The above optimisation is especially important in the case the topic tree is unbalanced. For instance if most topics consist of three constituents, however, there's a single topic with 100 constituents, subscribing for that topic causes inverted bitmaps to have 100 rows. Thus, without above optimisation, each message matching requires 100 bitmap conjunctions, while in 99% of cases 3 conjunctions are enough to perform the matching.

Filtering

Filtering is similar to matching, the only distinction being that you are not interested in which particular subscriptions match, rather what you want to know whether at least one subscription is matches.

Filtering is especially useful in multicast scenarios where all messages are transferred over the wire and it's receiver's responsibility to filter out those that don't match any local subscription.

While exactly the same inverted bitmap algorithm is used, it is possible to optimise it even further for the filtering use case.

With filtering we are basically interested in whether there is at least one bit set in the resulting bitmap. Thus, if we find out that the first bit is 1, there's no need to evaluate the remaining bits. Consequently, the algorithm can evaluate individual subscriptions from left to right and stop when it encounters the first one that matches.

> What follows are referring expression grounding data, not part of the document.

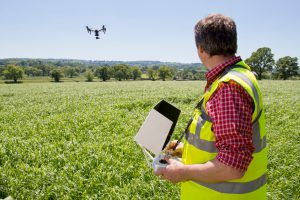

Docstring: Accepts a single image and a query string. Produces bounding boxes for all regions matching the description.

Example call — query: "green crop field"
[0,80,299,200]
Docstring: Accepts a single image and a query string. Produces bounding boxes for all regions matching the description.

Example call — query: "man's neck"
[205,55,235,70]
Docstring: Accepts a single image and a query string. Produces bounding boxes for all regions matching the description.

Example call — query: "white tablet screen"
[134,109,173,156]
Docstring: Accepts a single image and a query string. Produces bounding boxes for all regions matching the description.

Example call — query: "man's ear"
[197,46,204,54]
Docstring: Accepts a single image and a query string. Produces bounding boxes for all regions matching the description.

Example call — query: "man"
[155,14,267,200]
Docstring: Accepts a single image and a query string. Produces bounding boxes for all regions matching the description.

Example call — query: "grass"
[0,80,299,199]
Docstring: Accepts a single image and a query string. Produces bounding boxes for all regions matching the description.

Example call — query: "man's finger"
[154,167,165,176]
[165,140,178,150]
[165,157,172,164]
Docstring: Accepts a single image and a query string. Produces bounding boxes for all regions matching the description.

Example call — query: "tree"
[275,56,299,80]
[3,64,24,83]
[187,72,194,80]
[37,63,52,76]
[158,65,172,81]
[24,67,42,76]
[183,68,192,80]
[115,70,125,81]
[0,65,6,76]
[245,47,275,80]
[131,67,142,80]
[112,64,130,81]
[50,69,64,82]
[194,71,206,80]
[147,67,157,81]
[64,66,77,78]
[95,66,111,81]
[174,69,183,80]
[85,69,94,82]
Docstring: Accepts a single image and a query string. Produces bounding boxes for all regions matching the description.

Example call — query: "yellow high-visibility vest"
[181,61,267,200]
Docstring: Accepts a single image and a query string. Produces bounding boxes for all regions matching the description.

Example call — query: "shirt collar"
[205,56,242,90]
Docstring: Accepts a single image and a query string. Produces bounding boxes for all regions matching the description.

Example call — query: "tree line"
[0,61,206,83]
[0,47,299,83]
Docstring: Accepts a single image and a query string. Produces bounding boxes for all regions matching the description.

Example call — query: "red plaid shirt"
[205,56,255,171]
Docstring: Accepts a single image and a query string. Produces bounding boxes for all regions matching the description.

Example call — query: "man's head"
[194,14,237,57]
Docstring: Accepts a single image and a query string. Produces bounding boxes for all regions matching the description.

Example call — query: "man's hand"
[154,158,185,184]
[165,140,184,157]
[155,158,246,184]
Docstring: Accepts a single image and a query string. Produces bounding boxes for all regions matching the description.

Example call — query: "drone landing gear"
[96,37,100,39]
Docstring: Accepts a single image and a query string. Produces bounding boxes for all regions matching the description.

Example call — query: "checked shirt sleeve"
[206,81,255,171]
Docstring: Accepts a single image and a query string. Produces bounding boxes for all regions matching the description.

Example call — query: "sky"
[1,0,299,63]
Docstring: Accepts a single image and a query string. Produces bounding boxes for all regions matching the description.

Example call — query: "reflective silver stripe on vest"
[201,106,212,122]
[188,131,266,153]
[194,173,267,194]
[187,133,218,153]
[228,70,261,114]
[187,114,218,153]
[252,110,266,153]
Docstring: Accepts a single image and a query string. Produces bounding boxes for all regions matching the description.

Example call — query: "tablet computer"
[134,100,181,156]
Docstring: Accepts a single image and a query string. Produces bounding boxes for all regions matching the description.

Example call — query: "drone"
[86,25,106,39]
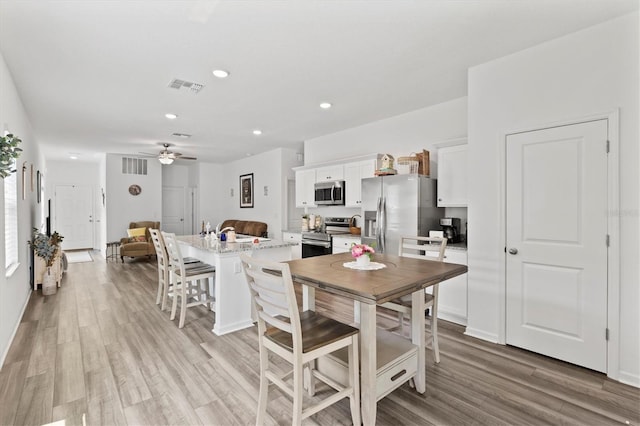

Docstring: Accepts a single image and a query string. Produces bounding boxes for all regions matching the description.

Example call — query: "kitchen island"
[176,235,296,335]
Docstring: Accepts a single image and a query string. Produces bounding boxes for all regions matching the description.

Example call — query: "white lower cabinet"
[332,236,360,254]
[438,249,468,325]
[282,232,302,259]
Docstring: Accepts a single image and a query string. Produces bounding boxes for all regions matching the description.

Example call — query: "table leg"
[360,302,377,426]
[411,289,426,393]
[353,300,360,325]
[302,284,316,395]
[302,285,315,312]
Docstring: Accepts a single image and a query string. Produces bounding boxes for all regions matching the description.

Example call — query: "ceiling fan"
[140,143,197,165]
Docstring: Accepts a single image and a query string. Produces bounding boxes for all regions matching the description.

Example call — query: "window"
[4,159,18,271]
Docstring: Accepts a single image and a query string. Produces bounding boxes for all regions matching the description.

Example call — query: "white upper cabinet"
[315,165,344,182]
[437,144,468,207]
[295,169,317,207]
[344,159,376,207]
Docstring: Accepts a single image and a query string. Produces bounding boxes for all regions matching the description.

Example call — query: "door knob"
[508,248,518,255]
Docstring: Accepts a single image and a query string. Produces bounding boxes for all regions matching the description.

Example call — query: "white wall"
[467,12,639,385]
[304,96,467,165]
[0,51,44,366]
[98,155,107,256]
[196,148,301,238]
[105,154,162,242]
[196,162,225,232]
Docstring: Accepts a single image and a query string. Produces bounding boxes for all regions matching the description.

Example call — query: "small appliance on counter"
[440,217,461,244]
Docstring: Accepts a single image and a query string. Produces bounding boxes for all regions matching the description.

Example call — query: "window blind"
[4,161,18,269]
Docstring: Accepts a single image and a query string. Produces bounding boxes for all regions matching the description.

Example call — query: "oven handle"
[302,240,331,248]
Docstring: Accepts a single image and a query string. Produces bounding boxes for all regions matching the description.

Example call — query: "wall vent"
[168,78,205,94]
[172,132,192,138]
[122,157,148,175]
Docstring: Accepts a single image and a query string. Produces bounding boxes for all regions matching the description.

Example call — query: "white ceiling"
[0,0,637,164]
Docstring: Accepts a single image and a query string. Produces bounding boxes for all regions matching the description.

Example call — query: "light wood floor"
[1,256,638,426]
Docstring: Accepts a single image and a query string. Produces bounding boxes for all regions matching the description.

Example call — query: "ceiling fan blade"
[178,156,198,160]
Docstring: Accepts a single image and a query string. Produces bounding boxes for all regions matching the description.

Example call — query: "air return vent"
[172,132,192,138]
[122,158,148,175]
[168,78,205,94]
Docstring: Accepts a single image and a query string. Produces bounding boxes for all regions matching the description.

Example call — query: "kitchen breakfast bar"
[176,235,296,335]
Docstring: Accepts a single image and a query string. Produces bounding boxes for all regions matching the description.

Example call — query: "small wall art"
[240,173,254,208]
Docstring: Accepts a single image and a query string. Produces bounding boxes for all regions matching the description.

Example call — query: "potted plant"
[0,133,23,178]
[29,229,64,295]
[351,243,375,266]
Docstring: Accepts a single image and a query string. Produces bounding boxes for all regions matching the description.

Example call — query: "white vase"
[356,255,370,267]
[42,267,57,295]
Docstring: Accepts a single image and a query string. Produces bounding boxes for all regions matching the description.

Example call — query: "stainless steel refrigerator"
[361,174,443,255]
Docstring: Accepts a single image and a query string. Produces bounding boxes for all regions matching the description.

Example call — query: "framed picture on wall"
[37,171,42,204]
[240,173,254,208]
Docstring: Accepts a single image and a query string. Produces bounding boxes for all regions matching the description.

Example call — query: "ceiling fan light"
[159,157,174,165]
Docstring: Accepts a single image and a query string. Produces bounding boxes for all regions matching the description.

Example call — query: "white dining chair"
[149,228,202,311]
[380,236,447,363]
[239,253,361,425]
[162,231,216,328]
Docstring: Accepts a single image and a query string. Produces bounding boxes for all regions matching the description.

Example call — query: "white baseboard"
[438,311,467,326]
[617,370,640,389]
[464,327,500,344]
[0,291,31,369]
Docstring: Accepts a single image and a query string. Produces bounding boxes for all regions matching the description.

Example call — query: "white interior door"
[506,119,608,373]
[163,186,185,235]
[55,185,94,250]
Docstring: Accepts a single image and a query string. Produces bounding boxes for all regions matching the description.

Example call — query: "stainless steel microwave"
[314,181,345,205]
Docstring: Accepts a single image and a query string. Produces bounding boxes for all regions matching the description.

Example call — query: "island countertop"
[176,234,298,255]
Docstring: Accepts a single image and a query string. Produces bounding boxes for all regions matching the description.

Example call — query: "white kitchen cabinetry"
[438,249,468,325]
[332,236,360,254]
[282,232,302,259]
[344,160,376,207]
[437,144,468,207]
[315,165,344,182]
[295,169,317,208]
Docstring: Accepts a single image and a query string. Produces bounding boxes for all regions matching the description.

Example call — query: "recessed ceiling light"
[69,155,78,160]
[212,69,230,78]
[165,113,178,120]
[319,102,332,109]
[253,129,262,136]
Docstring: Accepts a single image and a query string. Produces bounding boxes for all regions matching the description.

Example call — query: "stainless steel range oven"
[301,216,351,258]
[301,234,332,258]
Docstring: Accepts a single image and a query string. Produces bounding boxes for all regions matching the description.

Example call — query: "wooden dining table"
[286,252,468,426]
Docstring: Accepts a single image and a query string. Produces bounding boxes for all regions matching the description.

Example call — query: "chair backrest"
[161,231,185,276]
[399,236,447,262]
[149,229,168,268]
[239,253,302,348]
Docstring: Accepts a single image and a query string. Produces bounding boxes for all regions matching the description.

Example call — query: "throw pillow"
[127,227,147,243]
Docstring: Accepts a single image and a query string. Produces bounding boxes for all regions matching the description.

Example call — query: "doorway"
[55,185,94,250]
[163,186,195,235]
[505,119,609,373]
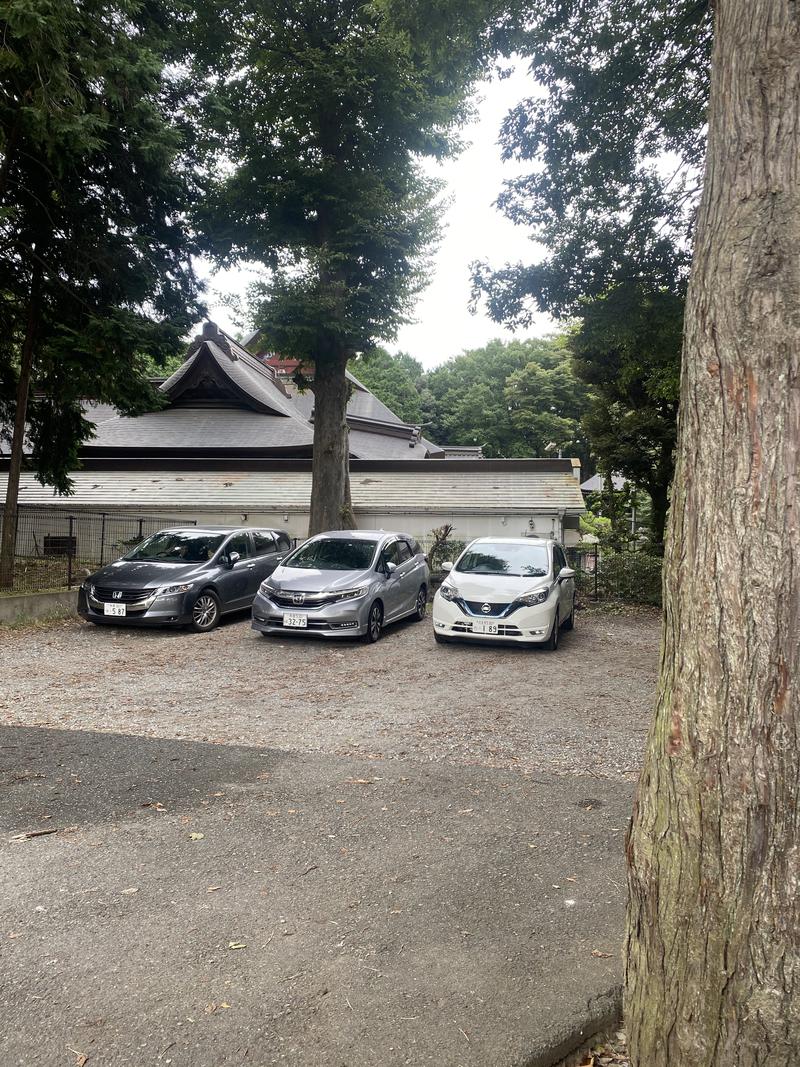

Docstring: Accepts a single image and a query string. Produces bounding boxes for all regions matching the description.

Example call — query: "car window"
[277,533,292,551]
[455,542,549,577]
[283,537,378,570]
[125,531,225,563]
[253,530,277,555]
[554,545,567,572]
[225,532,251,559]
[396,541,413,563]
[381,540,402,566]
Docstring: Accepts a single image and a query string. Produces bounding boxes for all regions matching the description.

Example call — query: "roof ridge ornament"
[200,320,235,360]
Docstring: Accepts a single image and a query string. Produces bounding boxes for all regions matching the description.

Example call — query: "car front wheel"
[191,591,221,633]
[362,601,383,643]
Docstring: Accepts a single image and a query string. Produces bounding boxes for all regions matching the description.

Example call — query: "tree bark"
[0,268,41,590]
[308,351,356,535]
[625,4,800,1065]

Consider the "forex.eur" example above:

trade forex.eur forex.*
1 = forex 0 1 1
2 = eur 0 1 1
AND 0 1

Note that AND is not done for the third subscription. Although this may seem to be of little help, with large bitmaps consisting of thousands of subscriptions it can save a lot of processing.

Obviously, doing logical AND on per-bit basis is terribly inefficient. In real-world implementation AND should be done from left to right in batches containing 32 or 64 subscriptions, depending on the processor data bus width or even batches of 128 or more with dedicated SIMD instructions.

Research ideas

There are several ways to speed the matching algorithm even more, trading more work to do on subscribing/unubscribing for faster message matching and filtering.

One possibility is to lower the number of subscriptions by subsuming them. In the filtering use case, if there's "forex.*" subscription, there's no need for "forex.eur" subscription, because the former is a superset of the latter.

Another possibility is to move the subscriptions that we expect to match the most messages to the left of the bitmap while leaving those that have only small probability of succeeding on the right. In combination with left-to-right evaluation of logical conjunction in the filtering use case, we can get an algorithm that will in most cases succeed early on, hopefully after evaluating first few columns of the inverted bitmap.

There's even an obvious heuristic to determine whether a particular subscription is likely to match: The more wildcards (*) there are in the subscription the larger set of messages it is able to match and thus more likely it is that it'll succeed. That way, moving the subscriptions with large number of wildcards to the left while keeping those with no or little wildcards on the right is likely to give a very efficient algorithm.

Conclusion

We believe that application of the above algorithms can give a system that will be able to match or filter a single message in the range of nanoseconds or couple of microseconds even it the case of large amount of different topics and subscriptions.